Reverse

Peloton will stop making its own equipment, as the former pandemic darling pivots its focus from spin bikes to subs

Wednesday, July 13, 2022 by Snacks
Uphill sweat sesh (Ezra Shaw/Getty Images)

Uphill sweat sesh (Ezra Shaw/Getty Images)

Hour-long Backstreet Boys ride... all uphill. Peloton has been on the struggle bus this year. In January it paused production of its pricey fitness equipment as unsold spin bikes and treadmills piled up. Now the money-losing company will outsource all its manufacturing:

  • Spinning out: Peloton's Taiwanese partner, Rexon Industrial, will become the primary manufacturer of its bikes and treads, to save Peloton money on expensive US production. In February, Peloton scrapped plans for a $400M Ohio factory.
  • Reverse, reverse: Mid-pandemic, Peloton spent hundreds of millions to build up in-house US manufacturing. The goal: avoid overseas-shipping snags. The assumption: pandemic-fueled demand would stay high for years (spoiler: it didn't).

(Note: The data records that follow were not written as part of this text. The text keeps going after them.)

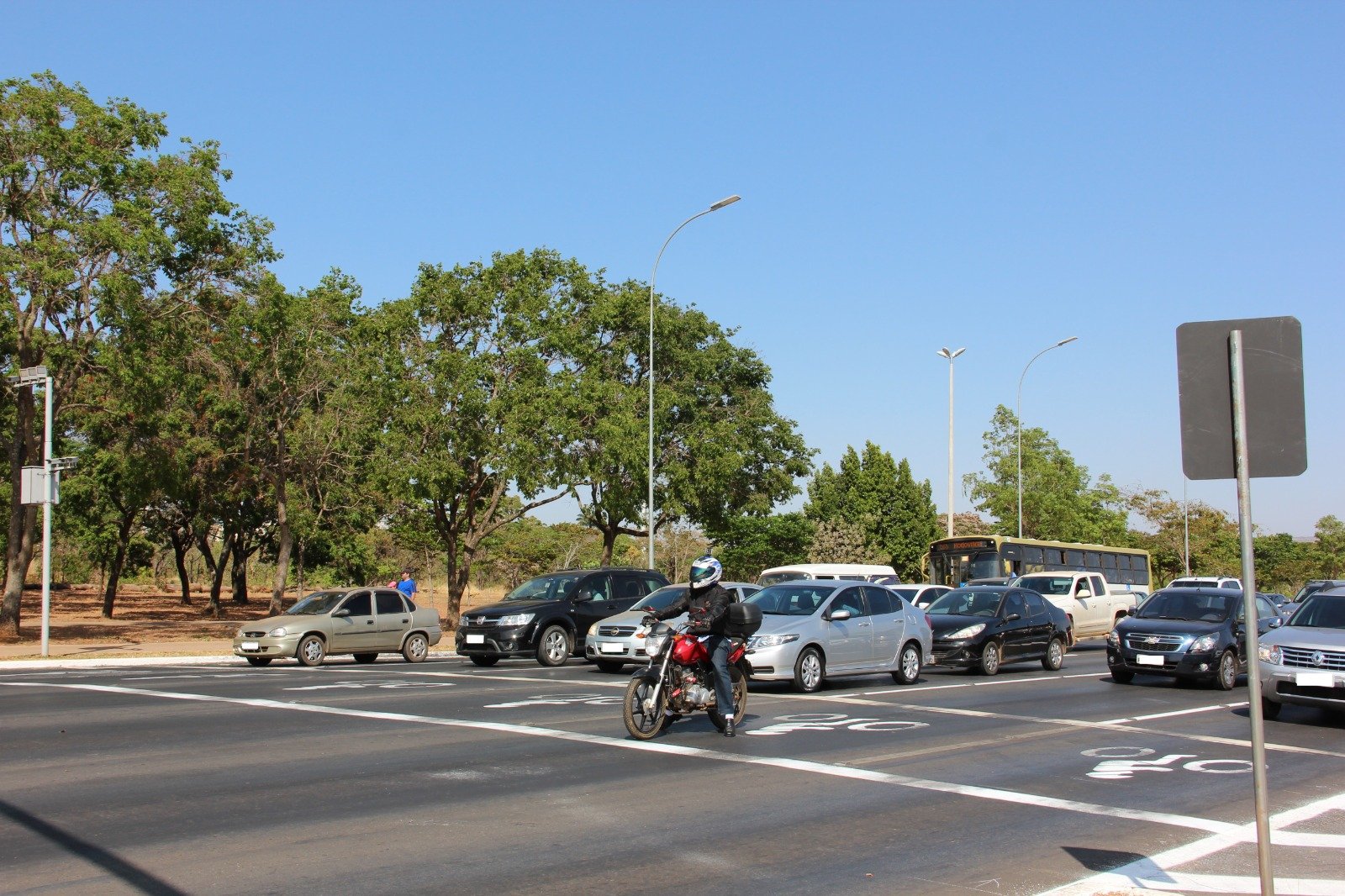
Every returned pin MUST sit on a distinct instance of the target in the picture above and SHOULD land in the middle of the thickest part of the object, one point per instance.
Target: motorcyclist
(706, 606)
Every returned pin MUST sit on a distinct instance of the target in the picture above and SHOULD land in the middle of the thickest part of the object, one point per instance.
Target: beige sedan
(363, 622)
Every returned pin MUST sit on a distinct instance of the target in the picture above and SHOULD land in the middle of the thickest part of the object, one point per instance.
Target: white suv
(1207, 582)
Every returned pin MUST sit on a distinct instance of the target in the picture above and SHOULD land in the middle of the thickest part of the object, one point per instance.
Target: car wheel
(553, 647)
(1055, 656)
(990, 658)
(416, 649)
(740, 698)
(1270, 709)
(1227, 674)
(809, 670)
(642, 721)
(908, 665)
(311, 651)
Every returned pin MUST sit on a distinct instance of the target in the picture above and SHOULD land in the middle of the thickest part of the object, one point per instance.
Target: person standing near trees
(407, 586)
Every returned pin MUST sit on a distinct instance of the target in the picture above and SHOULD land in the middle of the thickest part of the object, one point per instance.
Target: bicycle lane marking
(771, 762)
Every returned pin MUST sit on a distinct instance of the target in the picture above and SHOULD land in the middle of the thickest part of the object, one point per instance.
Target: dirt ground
(145, 614)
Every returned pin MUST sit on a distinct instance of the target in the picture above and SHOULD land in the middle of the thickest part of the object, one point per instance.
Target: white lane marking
(773, 762)
(1156, 872)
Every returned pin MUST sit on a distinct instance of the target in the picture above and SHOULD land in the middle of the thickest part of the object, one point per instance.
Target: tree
(883, 499)
(746, 544)
(93, 219)
(720, 447)
(1059, 498)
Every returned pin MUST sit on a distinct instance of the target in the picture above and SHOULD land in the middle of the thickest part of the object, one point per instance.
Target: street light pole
(1019, 412)
(950, 356)
(721, 203)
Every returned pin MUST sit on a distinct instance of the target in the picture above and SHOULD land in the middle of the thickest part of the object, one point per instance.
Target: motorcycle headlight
(771, 640)
(654, 645)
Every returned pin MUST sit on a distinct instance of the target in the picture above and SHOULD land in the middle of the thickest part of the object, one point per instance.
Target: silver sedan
(813, 630)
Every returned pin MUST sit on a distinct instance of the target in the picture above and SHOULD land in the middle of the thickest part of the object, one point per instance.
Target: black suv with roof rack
(549, 616)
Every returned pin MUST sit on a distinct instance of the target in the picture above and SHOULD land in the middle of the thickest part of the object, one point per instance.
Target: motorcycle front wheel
(740, 698)
(643, 725)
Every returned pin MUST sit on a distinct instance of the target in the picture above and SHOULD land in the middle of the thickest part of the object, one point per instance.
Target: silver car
(363, 622)
(1304, 661)
(615, 640)
(813, 630)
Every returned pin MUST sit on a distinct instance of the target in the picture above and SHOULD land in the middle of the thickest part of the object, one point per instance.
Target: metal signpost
(1242, 416)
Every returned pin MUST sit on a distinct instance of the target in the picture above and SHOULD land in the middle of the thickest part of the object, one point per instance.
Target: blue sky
(982, 175)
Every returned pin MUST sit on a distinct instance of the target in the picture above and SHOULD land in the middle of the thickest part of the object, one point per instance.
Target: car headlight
(771, 640)
(654, 645)
(1203, 645)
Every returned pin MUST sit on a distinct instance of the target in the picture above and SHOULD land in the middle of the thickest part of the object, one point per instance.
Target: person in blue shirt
(407, 586)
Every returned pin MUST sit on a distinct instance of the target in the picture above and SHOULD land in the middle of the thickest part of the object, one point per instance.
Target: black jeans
(720, 647)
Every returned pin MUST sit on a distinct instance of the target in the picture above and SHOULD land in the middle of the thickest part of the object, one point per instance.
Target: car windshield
(1320, 611)
(316, 603)
(1047, 584)
(791, 600)
(984, 602)
(1203, 606)
(665, 598)
(544, 588)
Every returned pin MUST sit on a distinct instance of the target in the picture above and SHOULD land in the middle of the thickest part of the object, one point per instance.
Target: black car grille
(1309, 658)
(1154, 643)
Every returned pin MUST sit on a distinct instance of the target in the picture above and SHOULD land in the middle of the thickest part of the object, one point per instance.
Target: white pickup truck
(1093, 607)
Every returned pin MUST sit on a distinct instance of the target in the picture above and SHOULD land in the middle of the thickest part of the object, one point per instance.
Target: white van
(856, 572)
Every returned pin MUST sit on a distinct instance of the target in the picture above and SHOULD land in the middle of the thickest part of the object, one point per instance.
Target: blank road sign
(1273, 377)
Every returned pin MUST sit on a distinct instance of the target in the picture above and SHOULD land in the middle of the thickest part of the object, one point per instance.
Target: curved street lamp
(721, 203)
(950, 356)
(1019, 412)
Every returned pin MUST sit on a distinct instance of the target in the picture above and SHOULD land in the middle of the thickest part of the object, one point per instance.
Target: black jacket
(706, 609)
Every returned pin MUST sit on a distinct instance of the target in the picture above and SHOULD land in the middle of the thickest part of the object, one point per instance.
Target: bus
(954, 561)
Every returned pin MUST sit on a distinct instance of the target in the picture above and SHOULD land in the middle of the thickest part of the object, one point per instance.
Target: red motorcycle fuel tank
(689, 650)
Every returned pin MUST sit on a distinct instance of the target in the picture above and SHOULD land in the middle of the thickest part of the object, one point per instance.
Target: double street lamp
(721, 203)
(950, 356)
(1019, 412)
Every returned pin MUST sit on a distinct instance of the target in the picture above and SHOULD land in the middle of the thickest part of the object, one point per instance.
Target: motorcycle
(679, 681)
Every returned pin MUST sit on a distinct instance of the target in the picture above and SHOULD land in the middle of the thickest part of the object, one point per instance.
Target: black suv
(549, 616)
(1187, 634)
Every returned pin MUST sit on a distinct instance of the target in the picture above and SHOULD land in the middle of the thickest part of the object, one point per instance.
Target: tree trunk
(24, 519)
(119, 561)
(181, 540)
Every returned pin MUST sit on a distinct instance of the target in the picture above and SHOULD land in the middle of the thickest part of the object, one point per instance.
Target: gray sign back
(1273, 377)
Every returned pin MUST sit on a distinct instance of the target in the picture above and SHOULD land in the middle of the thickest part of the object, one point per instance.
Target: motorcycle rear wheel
(740, 698)
(643, 725)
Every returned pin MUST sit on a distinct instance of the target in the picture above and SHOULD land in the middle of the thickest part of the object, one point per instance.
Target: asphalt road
(448, 777)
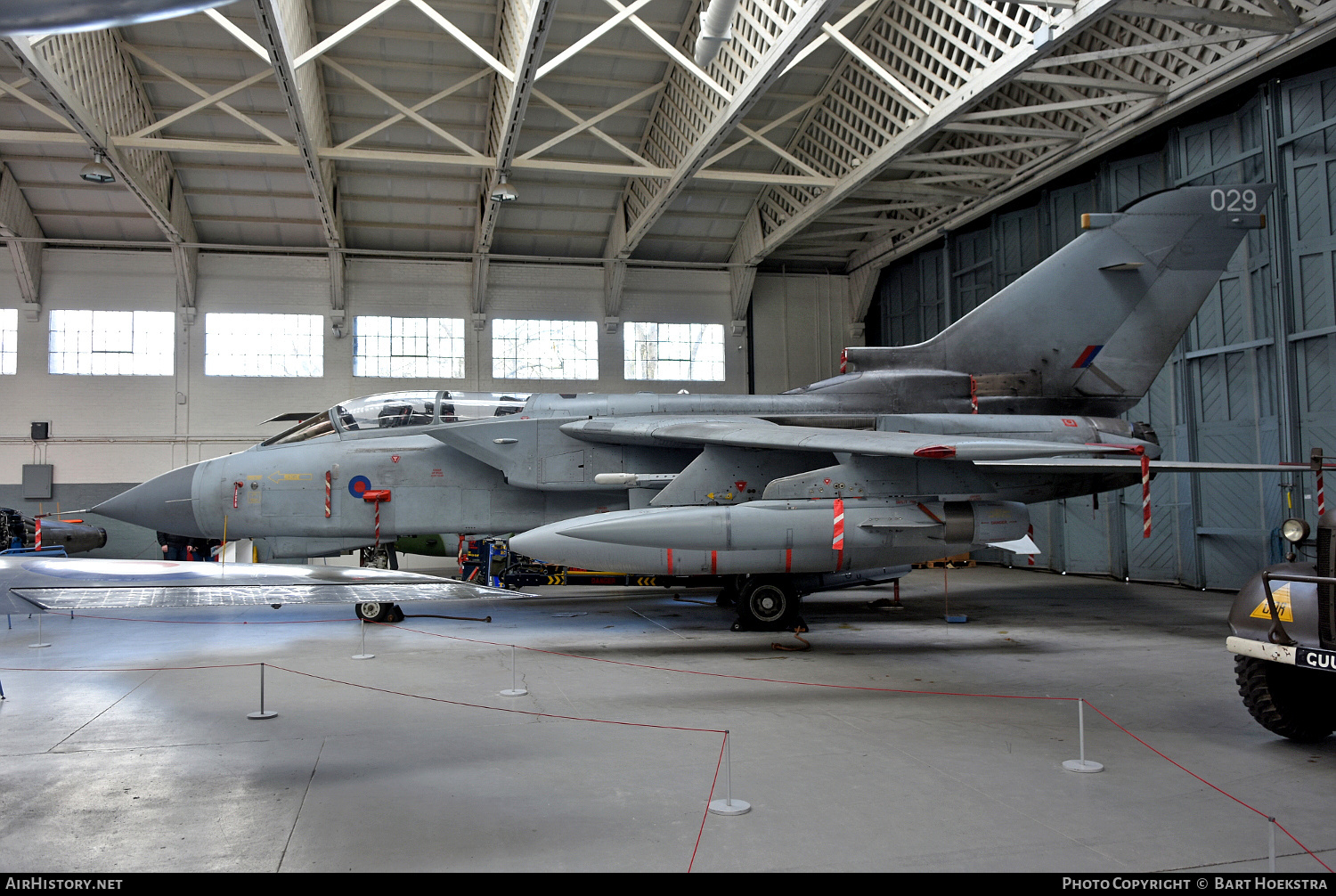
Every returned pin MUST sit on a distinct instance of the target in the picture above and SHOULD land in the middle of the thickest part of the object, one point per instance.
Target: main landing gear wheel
(379, 612)
(1288, 701)
(767, 604)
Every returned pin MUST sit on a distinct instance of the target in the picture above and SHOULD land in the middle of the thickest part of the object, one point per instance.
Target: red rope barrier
(1180, 767)
(708, 800)
(683, 728)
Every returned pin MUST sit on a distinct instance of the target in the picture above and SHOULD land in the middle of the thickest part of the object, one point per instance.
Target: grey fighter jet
(911, 452)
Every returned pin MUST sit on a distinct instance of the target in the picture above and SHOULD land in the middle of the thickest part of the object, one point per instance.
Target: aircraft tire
(767, 604)
(1292, 703)
(374, 610)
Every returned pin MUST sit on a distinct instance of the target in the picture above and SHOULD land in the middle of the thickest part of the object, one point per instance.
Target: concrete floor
(117, 770)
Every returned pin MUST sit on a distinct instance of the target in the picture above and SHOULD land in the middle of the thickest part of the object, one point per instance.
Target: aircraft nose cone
(162, 503)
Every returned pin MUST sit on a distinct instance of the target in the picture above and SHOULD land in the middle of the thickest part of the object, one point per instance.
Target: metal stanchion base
(1085, 765)
(724, 807)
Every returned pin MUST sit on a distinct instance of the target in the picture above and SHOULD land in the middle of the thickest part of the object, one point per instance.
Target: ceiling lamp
(504, 191)
(95, 171)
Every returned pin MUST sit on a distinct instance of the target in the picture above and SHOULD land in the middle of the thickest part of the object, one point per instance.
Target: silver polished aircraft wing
(753, 433)
(1116, 465)
(34, 582)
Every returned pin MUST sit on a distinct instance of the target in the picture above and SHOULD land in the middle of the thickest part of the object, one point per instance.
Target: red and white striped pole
(1145, 493)
(1315, 458)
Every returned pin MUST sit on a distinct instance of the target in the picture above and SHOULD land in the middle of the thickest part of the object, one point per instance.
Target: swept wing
(35, 582)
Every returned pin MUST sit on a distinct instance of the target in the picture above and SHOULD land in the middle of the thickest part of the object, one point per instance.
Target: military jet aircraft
(911, 452)
(47, 533)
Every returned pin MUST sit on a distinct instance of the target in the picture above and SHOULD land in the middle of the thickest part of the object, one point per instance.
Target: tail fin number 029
(1234, 200)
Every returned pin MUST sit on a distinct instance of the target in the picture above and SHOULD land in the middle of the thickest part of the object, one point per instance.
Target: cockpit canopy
(395, 411)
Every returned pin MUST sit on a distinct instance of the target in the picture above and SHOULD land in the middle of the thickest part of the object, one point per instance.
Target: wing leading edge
(31, 582)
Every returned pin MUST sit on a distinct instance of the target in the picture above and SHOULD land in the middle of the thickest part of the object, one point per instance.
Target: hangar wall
(1252, 381)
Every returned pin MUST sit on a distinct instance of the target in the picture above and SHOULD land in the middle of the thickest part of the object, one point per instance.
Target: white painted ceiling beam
(1208, 80)
(288, 29)
(801, 31)
(88, 80)
(286, 32)
(16, 219)
(521, 35)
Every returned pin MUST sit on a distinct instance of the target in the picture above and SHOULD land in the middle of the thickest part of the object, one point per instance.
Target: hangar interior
(838, 174)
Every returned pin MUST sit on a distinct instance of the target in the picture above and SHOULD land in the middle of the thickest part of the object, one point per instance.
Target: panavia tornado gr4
(911, 452)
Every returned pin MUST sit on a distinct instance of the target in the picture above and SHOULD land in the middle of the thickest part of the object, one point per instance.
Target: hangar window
(544, 350)
(264, 345)
(112, 344)
(8, 341)
(408, 347)
(673, 350)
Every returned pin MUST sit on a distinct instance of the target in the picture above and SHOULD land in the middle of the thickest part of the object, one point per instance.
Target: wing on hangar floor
(753, 433)
(34, 582)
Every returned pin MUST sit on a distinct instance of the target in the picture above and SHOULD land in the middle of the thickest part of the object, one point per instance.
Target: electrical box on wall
(37, 479)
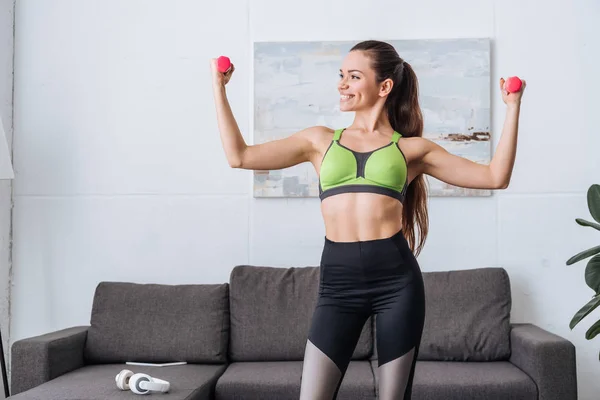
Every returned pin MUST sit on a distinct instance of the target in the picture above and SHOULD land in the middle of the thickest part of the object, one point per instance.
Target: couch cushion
(495, 380)
(280, 380)
(158, 323)
(271, 311)
(97, 382)
(467, 315)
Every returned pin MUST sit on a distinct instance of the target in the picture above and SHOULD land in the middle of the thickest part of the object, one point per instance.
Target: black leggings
(357, 280)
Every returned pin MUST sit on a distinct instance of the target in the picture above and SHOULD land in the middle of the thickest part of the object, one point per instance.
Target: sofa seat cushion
(271, 312)
(451, 380)
(158, 323)
(280, 380)
(97, 382)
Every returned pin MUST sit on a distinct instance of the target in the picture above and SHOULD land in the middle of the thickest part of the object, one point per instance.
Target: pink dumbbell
(223, 64)
(513, 84)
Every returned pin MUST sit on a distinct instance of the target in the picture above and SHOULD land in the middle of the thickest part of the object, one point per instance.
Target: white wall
(121, 173)
(6, 109)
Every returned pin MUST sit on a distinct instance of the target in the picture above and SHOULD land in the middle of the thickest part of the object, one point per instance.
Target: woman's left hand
(512, 98)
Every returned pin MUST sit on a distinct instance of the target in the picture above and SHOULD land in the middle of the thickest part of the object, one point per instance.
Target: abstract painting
(295, 87)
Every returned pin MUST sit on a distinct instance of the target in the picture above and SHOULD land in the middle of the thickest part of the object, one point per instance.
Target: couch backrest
(467, 315)
(271, 310)
(158, 323)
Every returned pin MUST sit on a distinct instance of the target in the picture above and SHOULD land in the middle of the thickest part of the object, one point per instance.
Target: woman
(373, 193)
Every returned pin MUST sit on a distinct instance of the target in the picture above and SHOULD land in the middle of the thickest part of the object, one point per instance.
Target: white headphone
(140, 383)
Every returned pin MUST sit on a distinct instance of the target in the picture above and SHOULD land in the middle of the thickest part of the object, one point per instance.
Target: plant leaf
(593, 331)
(594, 201)
(592, 273)
(584, 311)
(583, 254)
(583, 222)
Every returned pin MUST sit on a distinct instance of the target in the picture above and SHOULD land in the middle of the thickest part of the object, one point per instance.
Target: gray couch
(245, 339)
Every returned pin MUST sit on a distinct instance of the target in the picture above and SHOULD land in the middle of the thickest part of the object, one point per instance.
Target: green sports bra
(383, 170)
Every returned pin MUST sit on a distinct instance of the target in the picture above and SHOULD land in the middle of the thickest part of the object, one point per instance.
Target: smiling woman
(373, 200)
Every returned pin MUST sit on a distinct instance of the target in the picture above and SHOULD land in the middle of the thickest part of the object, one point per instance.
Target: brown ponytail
(404, 114)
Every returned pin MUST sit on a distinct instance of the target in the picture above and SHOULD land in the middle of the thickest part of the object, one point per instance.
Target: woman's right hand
(220, 79)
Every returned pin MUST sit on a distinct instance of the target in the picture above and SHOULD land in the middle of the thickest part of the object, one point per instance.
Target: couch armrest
(38, 359)
(547, 358)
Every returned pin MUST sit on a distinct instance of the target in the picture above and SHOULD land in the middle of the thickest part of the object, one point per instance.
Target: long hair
(404, 114)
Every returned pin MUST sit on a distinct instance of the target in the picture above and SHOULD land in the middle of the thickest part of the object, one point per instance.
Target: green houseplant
(592, 270)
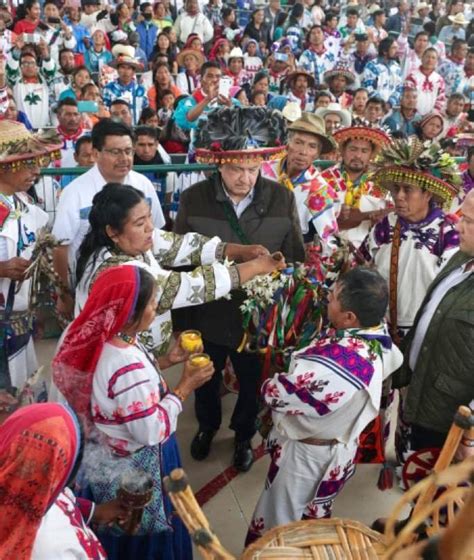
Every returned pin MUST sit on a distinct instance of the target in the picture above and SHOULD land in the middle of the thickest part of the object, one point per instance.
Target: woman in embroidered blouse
(121, 231)
(129, 414)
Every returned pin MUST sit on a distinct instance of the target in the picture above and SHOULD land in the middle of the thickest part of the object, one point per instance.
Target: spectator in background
(452, 67)
(429, 84)
(191, 60)
(69, 129)
(163, 47)
(382, 76)
(80, 77)
(192, 21)
(162, 81)
(120, 112)
(454, 31)
(161, 18)
(126, 87)
(403, 120)
(374, 111)
(148, 151)
(28, 15)
(147, 30)
(81, 32)
(398, 21)
(13, 114)
(97, 54)
(29, 79)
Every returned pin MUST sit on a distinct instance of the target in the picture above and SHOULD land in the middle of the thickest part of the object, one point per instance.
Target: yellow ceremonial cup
(191, 341)
(199, 360)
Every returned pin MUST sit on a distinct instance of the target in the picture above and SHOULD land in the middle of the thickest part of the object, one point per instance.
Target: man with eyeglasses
(112, 144)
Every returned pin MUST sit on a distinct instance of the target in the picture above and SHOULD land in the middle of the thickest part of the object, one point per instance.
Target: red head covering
(39, 445)
(108, 308)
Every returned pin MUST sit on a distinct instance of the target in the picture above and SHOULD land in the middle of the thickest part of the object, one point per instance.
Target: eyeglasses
(116, 152)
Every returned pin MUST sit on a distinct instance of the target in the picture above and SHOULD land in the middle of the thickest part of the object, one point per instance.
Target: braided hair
(110, 207)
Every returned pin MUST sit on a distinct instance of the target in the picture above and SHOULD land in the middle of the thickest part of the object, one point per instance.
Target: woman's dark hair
(110, 207)
(364, 292)
(147, 285)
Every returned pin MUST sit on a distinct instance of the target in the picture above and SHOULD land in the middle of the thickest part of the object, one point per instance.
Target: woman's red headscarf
(110, 305)
(39, 446)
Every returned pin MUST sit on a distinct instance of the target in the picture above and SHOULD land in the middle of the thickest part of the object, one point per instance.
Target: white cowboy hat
(459, 19)
(336, 109)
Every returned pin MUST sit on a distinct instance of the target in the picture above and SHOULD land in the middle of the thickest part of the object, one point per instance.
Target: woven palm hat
(21, 148)
(361, 130)
(419, 165)
(312, 124)
(240, 134)
(201, 59)
(125, 54)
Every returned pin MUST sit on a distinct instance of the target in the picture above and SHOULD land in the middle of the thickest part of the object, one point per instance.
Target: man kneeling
(319, 409)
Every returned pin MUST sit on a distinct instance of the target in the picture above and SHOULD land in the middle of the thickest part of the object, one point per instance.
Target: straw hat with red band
(410, 162)
(376, 136)
(240, 134)
(21, 148)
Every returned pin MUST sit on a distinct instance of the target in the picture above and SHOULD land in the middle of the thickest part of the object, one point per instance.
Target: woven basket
(323, 539)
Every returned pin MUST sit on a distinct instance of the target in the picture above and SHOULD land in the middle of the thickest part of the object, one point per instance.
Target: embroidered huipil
(383, 78)
(317, 63)
(130, 401)
(332, 391)
(211, 280)
(425, 247)
(431, 91)
(133, 93)
(314, 199)
(361, 194)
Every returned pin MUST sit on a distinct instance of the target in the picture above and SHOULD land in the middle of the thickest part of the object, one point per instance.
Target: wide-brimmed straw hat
(362, 131)
(293, 75)
(201, 59)
(410, 162)
(312, 124)
(125, 54)
(459, 19)
(335, 108)
(21, 148)
(240, 134)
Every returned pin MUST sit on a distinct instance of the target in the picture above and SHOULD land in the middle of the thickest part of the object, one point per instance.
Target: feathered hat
(21, 148)
(238, 134)
(412, 162)
(362, 130)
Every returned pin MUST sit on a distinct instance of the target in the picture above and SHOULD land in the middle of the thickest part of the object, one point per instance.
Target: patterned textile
(431, 91)
(110, 305)
(383, 79)
(104, 487)
(315, 198)
(362, 194)
(332, 391)
(39, 446)
(317, 63)
(425, 247)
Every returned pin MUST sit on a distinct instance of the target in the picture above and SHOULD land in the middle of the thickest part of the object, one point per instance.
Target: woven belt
(316, 441)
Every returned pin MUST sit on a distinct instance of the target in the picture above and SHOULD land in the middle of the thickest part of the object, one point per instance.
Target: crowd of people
(330, 129)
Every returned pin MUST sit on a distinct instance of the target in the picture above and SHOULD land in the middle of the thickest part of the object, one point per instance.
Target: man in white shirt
(113, 147)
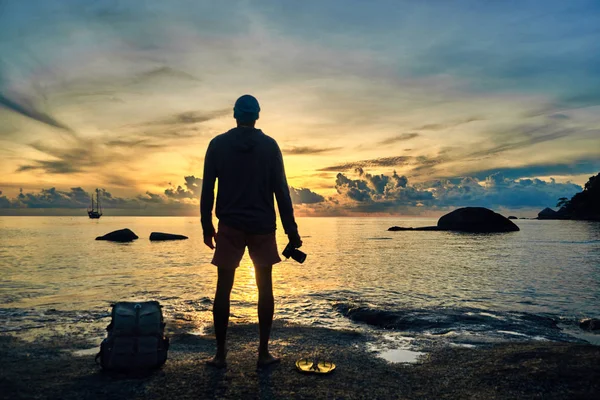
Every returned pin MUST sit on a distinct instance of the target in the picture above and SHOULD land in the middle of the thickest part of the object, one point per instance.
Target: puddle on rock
(86, 352)
(400, 355)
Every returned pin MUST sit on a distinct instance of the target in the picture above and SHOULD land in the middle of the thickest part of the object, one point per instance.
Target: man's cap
(246, 109)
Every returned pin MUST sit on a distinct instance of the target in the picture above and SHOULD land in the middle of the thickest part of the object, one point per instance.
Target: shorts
(231, 244)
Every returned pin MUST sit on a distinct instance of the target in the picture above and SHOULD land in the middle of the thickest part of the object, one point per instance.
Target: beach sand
(51, 369)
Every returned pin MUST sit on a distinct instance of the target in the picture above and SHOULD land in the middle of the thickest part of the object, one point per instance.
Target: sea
(408, 291)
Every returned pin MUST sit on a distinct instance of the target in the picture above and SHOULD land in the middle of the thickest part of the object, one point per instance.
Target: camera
(296, 254)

Waited so long for the P-ton... that your shipping address is outdated. Peloton’s sales boomed in 2020 as its $2.2K spin bikes rode off shelves. Then things took a turn for the worse: equipment sales have plunged 40% from a year ago, and Peloton notched its biggest quarterly loss as a public company in May. Wild stat: the value of unsold equipment has surged to $1.4B, up from just $19M two years ago. Peloton was worth $50B at its height, but its market cap has plunged to $3B.

THE TAKEAWAY

Pricey hardware is hard to bear… Owning several steps of production works for behemoths like Apple, Amazon, and Tesla, whose scale makes relying on third-party manufacturers untenable. But for strugglers like Peloton, making hardware in house can be financially unsustainable. That’s why Peloton’s new CEO is pivoting it to be a subscription-focused company (not an equipment maker). Peloton has slashed hardware prices while hiking monthly subs from $39 to $44.